New regulations that allow for “enhanced data collection” came into force at the beginning of the year. The data will go beyond simple demographic details to look at how alternative treatments were offered and considered before the assisted dying process.
Helen Long, CEO of advocacy organization Dying With Dignity Canada, said in a statement that keeping people with mental disorders from accessing assisted dying is “discriminatory and perpetuates the stigma that they do not have the capacity to make decisions about their own health care.”
Before Lametti tabled the bill, the group had urged the federal government to make the delay “short and effective.”
But Lametti said that not all were ready.
“We heard a number of different voices saying, ‘Slow this down,” he said.

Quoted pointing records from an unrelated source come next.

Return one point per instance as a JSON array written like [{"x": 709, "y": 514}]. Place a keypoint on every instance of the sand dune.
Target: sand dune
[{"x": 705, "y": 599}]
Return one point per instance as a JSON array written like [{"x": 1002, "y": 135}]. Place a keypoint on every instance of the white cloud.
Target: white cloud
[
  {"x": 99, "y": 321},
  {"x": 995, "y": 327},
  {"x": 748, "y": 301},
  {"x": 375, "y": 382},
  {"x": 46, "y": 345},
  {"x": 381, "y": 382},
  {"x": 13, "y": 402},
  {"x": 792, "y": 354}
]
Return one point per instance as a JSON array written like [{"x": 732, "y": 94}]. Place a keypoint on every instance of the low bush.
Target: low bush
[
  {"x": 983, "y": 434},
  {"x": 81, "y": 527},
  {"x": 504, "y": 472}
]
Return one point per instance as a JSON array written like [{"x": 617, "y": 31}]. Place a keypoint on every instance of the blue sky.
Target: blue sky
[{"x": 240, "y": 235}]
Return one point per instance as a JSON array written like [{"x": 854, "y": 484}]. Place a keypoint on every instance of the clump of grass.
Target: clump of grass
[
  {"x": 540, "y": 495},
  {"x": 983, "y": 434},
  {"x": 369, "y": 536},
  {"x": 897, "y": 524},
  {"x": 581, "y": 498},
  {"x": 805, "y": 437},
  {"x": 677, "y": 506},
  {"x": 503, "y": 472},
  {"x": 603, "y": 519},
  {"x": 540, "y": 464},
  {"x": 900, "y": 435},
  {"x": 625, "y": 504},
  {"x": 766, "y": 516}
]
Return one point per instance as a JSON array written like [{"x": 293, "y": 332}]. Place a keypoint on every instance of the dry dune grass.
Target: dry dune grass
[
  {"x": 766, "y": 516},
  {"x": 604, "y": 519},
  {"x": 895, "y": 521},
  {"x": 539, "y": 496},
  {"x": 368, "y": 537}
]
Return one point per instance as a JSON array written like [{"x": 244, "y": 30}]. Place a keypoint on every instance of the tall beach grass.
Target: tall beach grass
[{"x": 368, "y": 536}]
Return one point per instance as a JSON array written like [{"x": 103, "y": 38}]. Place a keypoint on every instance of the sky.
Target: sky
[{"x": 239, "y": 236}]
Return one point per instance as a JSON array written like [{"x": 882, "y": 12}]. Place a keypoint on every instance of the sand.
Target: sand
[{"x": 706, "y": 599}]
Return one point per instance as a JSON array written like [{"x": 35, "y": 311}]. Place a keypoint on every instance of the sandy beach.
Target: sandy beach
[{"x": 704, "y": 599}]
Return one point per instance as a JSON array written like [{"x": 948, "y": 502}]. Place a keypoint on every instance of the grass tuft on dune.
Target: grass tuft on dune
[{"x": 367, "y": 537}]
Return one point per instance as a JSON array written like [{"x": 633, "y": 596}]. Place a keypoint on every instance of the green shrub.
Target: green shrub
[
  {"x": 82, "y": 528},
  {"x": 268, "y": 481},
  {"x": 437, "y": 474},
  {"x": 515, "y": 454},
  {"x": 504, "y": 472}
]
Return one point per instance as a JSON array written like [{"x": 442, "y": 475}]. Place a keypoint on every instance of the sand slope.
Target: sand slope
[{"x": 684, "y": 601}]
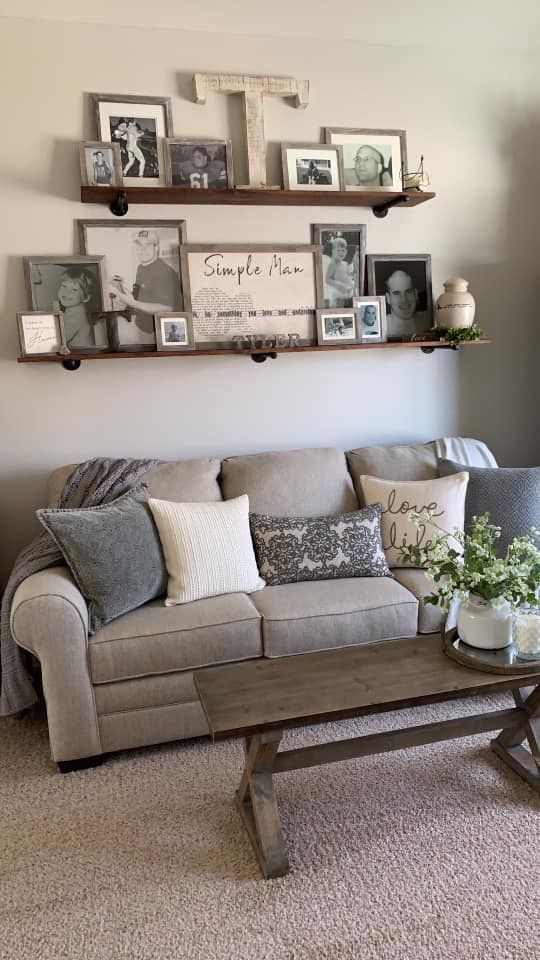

“And at that point it became a question of how long. And those negotiations have led to where we are today.”
Conservative MP Michael Cooper said on Twitter that the delay is not enough and the “dangerous expansion” needs to be scrapped altogether.
Tories have argued that it is difficult for doctors to tell when a person’s suffering due to a mental disorder is past the point of treatment, so the policy could lead to avoidable deaths.
“One year won’t resolve the problems. Experts are clear that irremediability cannot be determined for mental illness,” Cooper said.